Apple’s iPhones have always sold themselves, and that is especially true for the iPhone 6, which was hugely responsible for the company’s impressive Christmas quarter performance. And as though the iPhone didn’t need any additional promotion, Apple has sneakily started adding certain software features in iOS 8 that have convinced third parties to start promoting the iPhone 6 themselves.
The most obvious one is Apple Pay, exclusively available on the iPhone 6 and iPhone 6 Plus (and soon on the Apple Watch), which is also supported by an increasing number of financial institutions and banks that advertise the payments feature on their own while simultaneously explaining that it can only be used on those devices.
But Apple’s Health app and the HealthKit developer SDK might also prove to be an effective marketing tool for the company, as certain healthcare institutions might soon encourage patients to use Apple devices including newer iPhones and the upcoming Apple Watch to monitor certain health-related aspects of their lives.
Talking to 23 top hospitals in the U.S., Reuters has learned that no less than 14 of them have already deployed pilot programs testing Apple’s HealthKit service or are in talks to do so.
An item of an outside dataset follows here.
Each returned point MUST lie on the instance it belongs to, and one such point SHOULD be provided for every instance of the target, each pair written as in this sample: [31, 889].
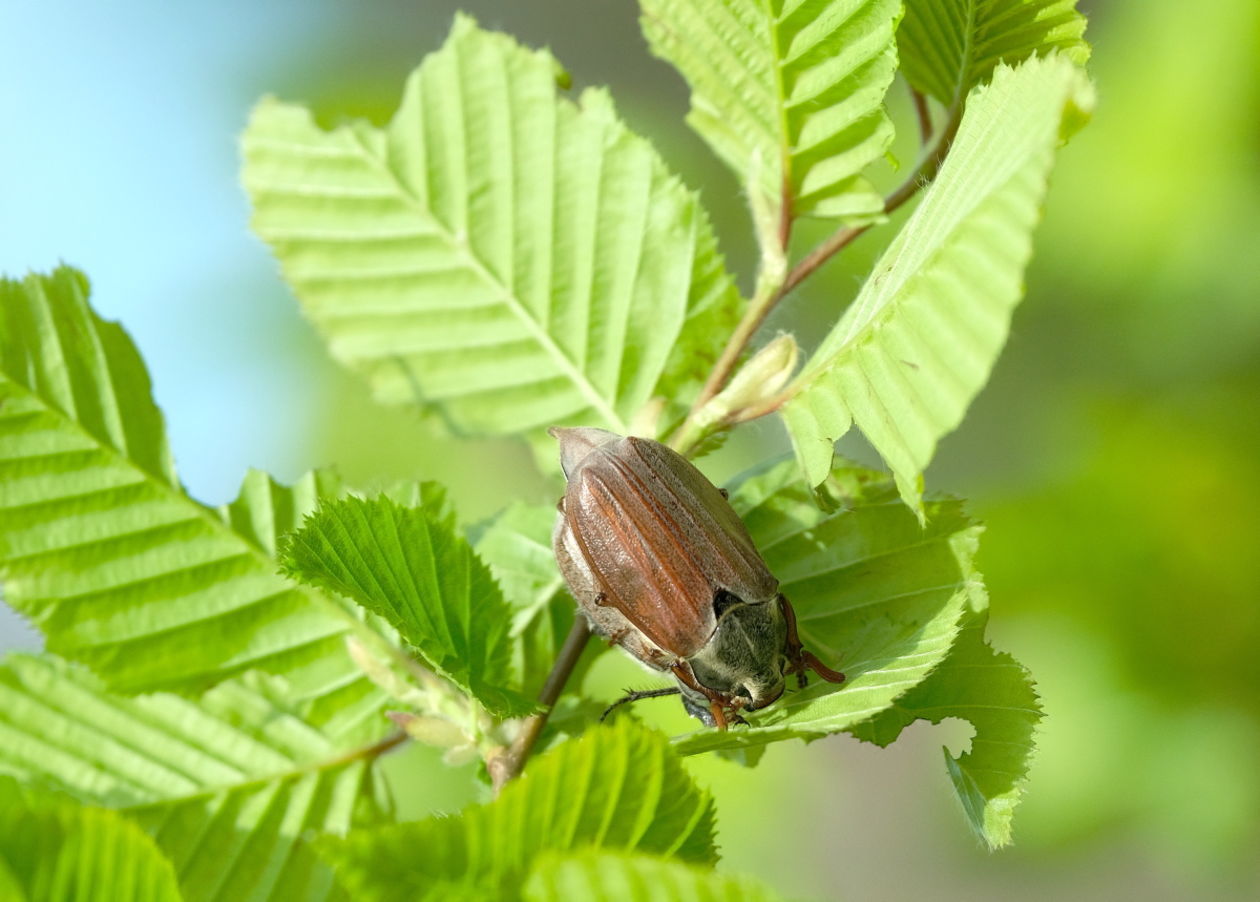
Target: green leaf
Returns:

Thus, Apple appears to have taken an early lead when it comes to the use of new tech for health care purposes.
The pilot programs should help physicians remotely keep an eye on patients with certain chronic conditions such as diabetes and hypertension, interpret early signs and intervene before a health problem becomes acute.
The publication mentions that Apple rivals including Samsung and Google are yet to start testing out such health programs in hospitals, as they have just started talks with top hospitals in the country.
On the other hand, even though HealthKit trials are underway, Reuters has learned that many hospitals are also interested in Google’s Fit service since so many people already own Android smartphones.
One other advantage Apple is perceived to have over others is that its HealthKit tool might be used to interface with the plethora of health and fitness monitoring devices that are used by patients — though that means buyers would need to purchase an iOS device capable of recording data in the Health app that’s only available in iOS 8.
“Can I interface to every possible device that every patient uses? No. But Apple can,” chief information officer of Beth Israel Deaconess Medical Center and Harvard Medical School John Halamka explained. Halamka also revealed that many of the 250,000 patients in his system use many devices, including Jawbone Up, to monitor health data.